NRCan is seeking power generation solutions that are environmentally clean and economically viable. By integrating wind--based energy with HEC Oxx Power™ generator systems, NRCan, its project partners, and HEC plan to bring on-line a sustainable solution that extends the reach of wind energy, and reduces customers' dependence on petroleum and gas burning technology. During slack wind conditions, hydrogen, which is produced by water electrolysis when the wind is blowing, will be used to fuel HEC's power generation systems, thereby extending the use of wind energy sources.
HEC sees its Oxx Power™ distributed power generator systems going to industrial customers, as well as to power generation projects. Both of these sectors represent large potential growth markets for HEC's hydrogen-fueled internal combustion engines.
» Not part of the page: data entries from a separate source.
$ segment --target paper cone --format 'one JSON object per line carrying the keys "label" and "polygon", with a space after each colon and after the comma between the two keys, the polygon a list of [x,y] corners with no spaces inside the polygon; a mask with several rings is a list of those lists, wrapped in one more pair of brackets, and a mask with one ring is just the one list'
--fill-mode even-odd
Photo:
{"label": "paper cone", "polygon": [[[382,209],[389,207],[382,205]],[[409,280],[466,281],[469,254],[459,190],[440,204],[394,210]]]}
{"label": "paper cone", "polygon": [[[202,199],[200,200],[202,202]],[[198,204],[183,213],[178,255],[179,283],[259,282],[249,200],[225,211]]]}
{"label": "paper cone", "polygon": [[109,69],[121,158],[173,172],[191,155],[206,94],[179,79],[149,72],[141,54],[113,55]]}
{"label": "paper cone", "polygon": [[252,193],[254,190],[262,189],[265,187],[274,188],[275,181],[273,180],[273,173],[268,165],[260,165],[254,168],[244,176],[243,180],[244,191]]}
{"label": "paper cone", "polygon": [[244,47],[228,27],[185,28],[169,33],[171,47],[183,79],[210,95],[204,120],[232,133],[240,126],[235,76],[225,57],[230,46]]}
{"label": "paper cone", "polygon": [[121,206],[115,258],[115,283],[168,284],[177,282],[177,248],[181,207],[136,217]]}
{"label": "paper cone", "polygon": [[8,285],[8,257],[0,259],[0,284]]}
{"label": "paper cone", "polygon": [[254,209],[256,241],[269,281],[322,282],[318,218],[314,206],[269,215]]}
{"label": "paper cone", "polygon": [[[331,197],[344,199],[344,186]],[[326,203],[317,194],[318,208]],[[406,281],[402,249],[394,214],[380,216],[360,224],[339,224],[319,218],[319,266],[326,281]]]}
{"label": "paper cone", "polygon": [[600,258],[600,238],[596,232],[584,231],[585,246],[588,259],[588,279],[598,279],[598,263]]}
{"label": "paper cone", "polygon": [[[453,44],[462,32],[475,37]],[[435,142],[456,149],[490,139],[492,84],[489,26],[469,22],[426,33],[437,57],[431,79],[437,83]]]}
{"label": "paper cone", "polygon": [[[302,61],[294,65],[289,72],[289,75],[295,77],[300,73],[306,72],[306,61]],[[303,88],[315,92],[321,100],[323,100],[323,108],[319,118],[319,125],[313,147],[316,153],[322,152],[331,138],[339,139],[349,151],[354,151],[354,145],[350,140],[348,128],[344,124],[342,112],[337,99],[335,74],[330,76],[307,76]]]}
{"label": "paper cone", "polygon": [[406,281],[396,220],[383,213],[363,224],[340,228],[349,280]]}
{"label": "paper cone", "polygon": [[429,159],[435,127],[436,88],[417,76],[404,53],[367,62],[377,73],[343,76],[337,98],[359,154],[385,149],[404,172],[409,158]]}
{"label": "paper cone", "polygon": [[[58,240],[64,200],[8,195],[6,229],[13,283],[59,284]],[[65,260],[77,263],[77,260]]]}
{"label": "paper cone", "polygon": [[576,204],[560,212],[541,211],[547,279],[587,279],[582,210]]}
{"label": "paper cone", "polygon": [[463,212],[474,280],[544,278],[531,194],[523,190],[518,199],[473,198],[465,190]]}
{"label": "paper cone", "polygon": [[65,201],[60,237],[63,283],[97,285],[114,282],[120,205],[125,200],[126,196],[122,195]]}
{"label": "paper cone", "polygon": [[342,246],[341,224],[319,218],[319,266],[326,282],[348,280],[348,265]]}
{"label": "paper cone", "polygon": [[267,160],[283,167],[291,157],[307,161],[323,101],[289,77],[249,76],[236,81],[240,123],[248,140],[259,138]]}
HEC believes that the ability to utilize wind power to create hydrogen in a proven electrolysis process, to then produce clean power using that hydrogen, is extremely important to the large-scale development of reliable renewable energy sources.
Natural Resources Canada
Natural Resources Canada (NRCan) is a federal government department that works with the natural resources sectors -- forests, energy, minerals and metals, as well as related industries -- to help shape their important contributions to the Canadian economy, society and environment. NRCan puts innovative science and technology to work so Canada's natural resources sector can continue to contribute to our quality of life, now and in the future.
Hydrogen Engine Center, Inc. (HEC) designs, manufactures and distributes alternative-fueled internal combustion engines and power generation equipment for distributed power, agricultural, industrial, airport ground support, vehicular, business and home applications. All HEC engines and power generation equipment are capable of running on a multitude of fuels, including but not limited to, hydrogen, gasoline, propane, natural gas and ethanol. Development of an ammonia-fueled engine is underway. HEC trades on the Bulletin Board under the symbol "HYEG.OB." Principal offices are located at 2502 E Poplar St., Algona, Iowa 50511. Visit www.hydrogenenginecenter.com or in the US dial 515-295-3178 for more information.
This press release may contain certain forward-looking statements within the meaning of Section 27A of the Securities Act of 1933, as amended, and Section 21E of the Securities Exchange Act of 1934, as amended. Investors are cautioned that such forward-looking statements involve risks and uncertainties, including without limitation, acceptance of the Company's products, increased levels of competition for the Company, new products and technological changes, the Company's dependence on third-party suppliers, and other risks detailed from time to time in the Company's periodic reports filed with the Securities and Exchange Commission.